Step 2: Reduce Instance Startup Time

# Use smaller, pre-cached Docker images
# FAST: nvidia/cuda:12.1.1-runtime-ubuntu22.04 (~2GB, widely cached)
# MEDIUM: pytorch/pytorch:2.2.0-cuda12.1-cudnn8-runtime (~4GB)
# SLOW: custom-image:latest with pip install at build (~10GB+)

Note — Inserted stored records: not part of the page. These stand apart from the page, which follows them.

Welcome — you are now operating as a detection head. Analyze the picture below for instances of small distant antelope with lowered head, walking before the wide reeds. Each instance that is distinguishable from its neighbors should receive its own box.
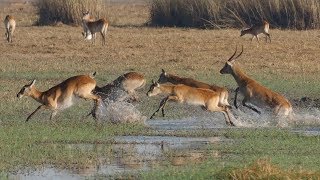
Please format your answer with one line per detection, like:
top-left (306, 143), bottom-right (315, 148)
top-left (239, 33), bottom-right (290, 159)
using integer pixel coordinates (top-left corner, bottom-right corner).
top-left (240, 21), bottom-right (271, 43)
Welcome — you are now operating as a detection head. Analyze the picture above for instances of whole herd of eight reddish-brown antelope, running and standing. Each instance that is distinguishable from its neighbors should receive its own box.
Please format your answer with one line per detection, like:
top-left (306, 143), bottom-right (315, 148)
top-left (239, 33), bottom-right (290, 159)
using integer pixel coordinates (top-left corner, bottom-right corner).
top-left (4, 12), bottom-right (293, 126)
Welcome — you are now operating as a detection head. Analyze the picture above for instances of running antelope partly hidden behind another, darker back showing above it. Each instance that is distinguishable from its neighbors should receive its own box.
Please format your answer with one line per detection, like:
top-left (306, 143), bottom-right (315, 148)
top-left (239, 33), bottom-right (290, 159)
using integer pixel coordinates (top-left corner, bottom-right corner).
top-left (158, 69), bottom-right (231, 108)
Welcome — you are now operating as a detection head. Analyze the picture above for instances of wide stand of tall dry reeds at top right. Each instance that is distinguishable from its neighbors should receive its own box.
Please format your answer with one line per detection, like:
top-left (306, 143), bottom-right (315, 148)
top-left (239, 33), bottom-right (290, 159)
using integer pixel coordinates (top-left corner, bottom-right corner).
top-left (150, 0), bottom-right (320, 29)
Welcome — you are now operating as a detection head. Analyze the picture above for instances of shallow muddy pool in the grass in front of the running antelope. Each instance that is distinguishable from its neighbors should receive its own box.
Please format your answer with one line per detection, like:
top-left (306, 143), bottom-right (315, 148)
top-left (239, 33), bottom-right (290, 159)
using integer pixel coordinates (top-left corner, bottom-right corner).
top-left (9, 136), bottom-right (226, 179)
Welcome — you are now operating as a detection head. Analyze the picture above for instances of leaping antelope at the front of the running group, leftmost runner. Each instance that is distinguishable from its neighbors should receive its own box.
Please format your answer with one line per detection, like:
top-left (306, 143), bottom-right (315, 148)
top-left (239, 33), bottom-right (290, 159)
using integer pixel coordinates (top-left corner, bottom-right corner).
top-left (17, 73), bottom-right (100, 122)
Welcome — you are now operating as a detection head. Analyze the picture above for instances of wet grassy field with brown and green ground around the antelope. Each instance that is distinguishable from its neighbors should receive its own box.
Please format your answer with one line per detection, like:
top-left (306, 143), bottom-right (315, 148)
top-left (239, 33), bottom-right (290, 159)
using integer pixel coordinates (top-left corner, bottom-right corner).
top-left (0, 0), bottom-right (320, 179)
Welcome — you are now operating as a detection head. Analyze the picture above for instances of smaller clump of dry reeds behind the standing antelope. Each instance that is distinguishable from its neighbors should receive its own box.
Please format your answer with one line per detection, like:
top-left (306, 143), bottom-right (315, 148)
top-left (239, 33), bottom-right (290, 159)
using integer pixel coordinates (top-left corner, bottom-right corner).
top-left (37, 0), bottom-right (105, 25)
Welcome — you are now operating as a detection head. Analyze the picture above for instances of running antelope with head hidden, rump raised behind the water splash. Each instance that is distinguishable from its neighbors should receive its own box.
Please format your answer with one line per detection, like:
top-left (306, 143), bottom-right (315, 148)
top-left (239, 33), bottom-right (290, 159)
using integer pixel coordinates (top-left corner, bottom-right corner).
top-left (95, 72), bottom-right (146, 101)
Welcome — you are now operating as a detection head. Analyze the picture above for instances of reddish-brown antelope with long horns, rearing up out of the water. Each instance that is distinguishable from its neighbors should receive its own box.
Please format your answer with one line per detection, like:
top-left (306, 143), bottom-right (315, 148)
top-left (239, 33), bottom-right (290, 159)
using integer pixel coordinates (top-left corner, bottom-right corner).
top-left (220, 46), bottom-right (292, 120)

# Pre-install deps in the image, not in onstart
# BAD (slow startup):
vastai create instance $ID --image pytorch/pytorch:latest \
  --onstart-cmd "pip install transformers datasets wandb"

# GOOD (fast startup):
# Build custom image with all deps pre-installed

Step 3: Data Pipeline Optimization

# Profile GPU utilization on the instance
# SSH into instance and run:
"""
watch -n 1 nvidia-smi  # Check if GPU util is <80% → data bottleneck

# Common fixes for low GPU utilization:
# 1. Increase DataLoader num_workers
# 2. Use pin_memory=True
# 3. Pre-fetch data to local SSD (not NFS)
# 4. Use WebDataset or FFCV for streaming datasets
"""

# Optimize PyTorch DataLoader
from torch.utils.data import DataLoader

loader = DataLoader(
    dataset,
    batch_size=32,
    num_workers=4,       # Match CPU cores on instance
    pin_memory=True,     # Faster GPU transfer
    prefetch_factor=2,   # Pre-load 2 batches per worker
    persistent_workers=True,  # Don't respawn workers each epoch
)

Step 4: GPU Memory Optimization

# Check available VRAM before selecting batch size
import torch

def optimal_batch_size(model, sample_input, gpu_memory_gb):
    """Binary search for largest batch size that fits in VRAM."""
    lo, hi, best = 1, 512, 1
    while lo <= hi:
        mid = (lo + hi) // 2
        try:
            torch.cuda.empty_cache()
            batch = sample_input.repeat(mid, *([1] * (sample_input.dim() - 1)))
            _ = model(batch.cuda())
            best = mid
            lo = mid + 1
        except torch.cuda.OutOfMemoryError:
            hi = mid - 1
        torch.cuda.empty_cache()
    return best

Step 5: Multi-GPU Scaling

# Search for multi-GPU offers (NVLink preferred for training)
vastai search offers 'num_gpus>=4 gpu_name=A100 total_flops>=100' \
  --order 'dph_total' --limit 5

# Use torchrun for distributed training
ssh -p $PORT root@$HOST "torchrun --nproc_per_node=4 train.py --batch-size 128"

GPU Performance Reference

GPU	VRAM	FP16 TFLOPS	Typical $/hr	Best For
RTX 4090	24GB	82.6	$0.15-0.30	Fine-tuning, inference
A100 40GB	40GB	77.97	$0.80-1.50	Training medium models
A100 80GB	80GB	77.97	$1.00-2.00	Training large models
H100 SXM	80GB	267	$2.50-4.00	High-throughput training

Output

Performance-per-dollar offer selection
Optimized Docker image for fast startup
Data pipeline tuning (DataLoader, pin_memory, workers)
GPU memory optimization with auto batch sizing
Multi-GPU scaling with torchrun

Error Handling

Error	Cause	Solution
Low GPU utilization (<50%)	Data pipeline bottleneck	Increase `num_workers` , use `pin_memory`
OOM during training	Batch size too large	Use `optimal_batch_size()` or gradient accumulation
Slow instance startup	Large Docker image	Pre-install deps in image, not onstart
Poor multi-GPU scaling	Communication bottleneck	Use NVLink-connected GPUs, reduce sync frequency

Resources

Next Steps

For cost optimization, see

vastai-cost-tuning

Examples

Profile first: SSH into instance, run

watch nvidia-smi

during training. If GPU-Util < 80%, the bottleneck is data loading, not compute.

Best value GPU: Use

perf_per_dollar

scoring to find hosts where the same GPU model runs faster due to better cooling or fewer co-tenants.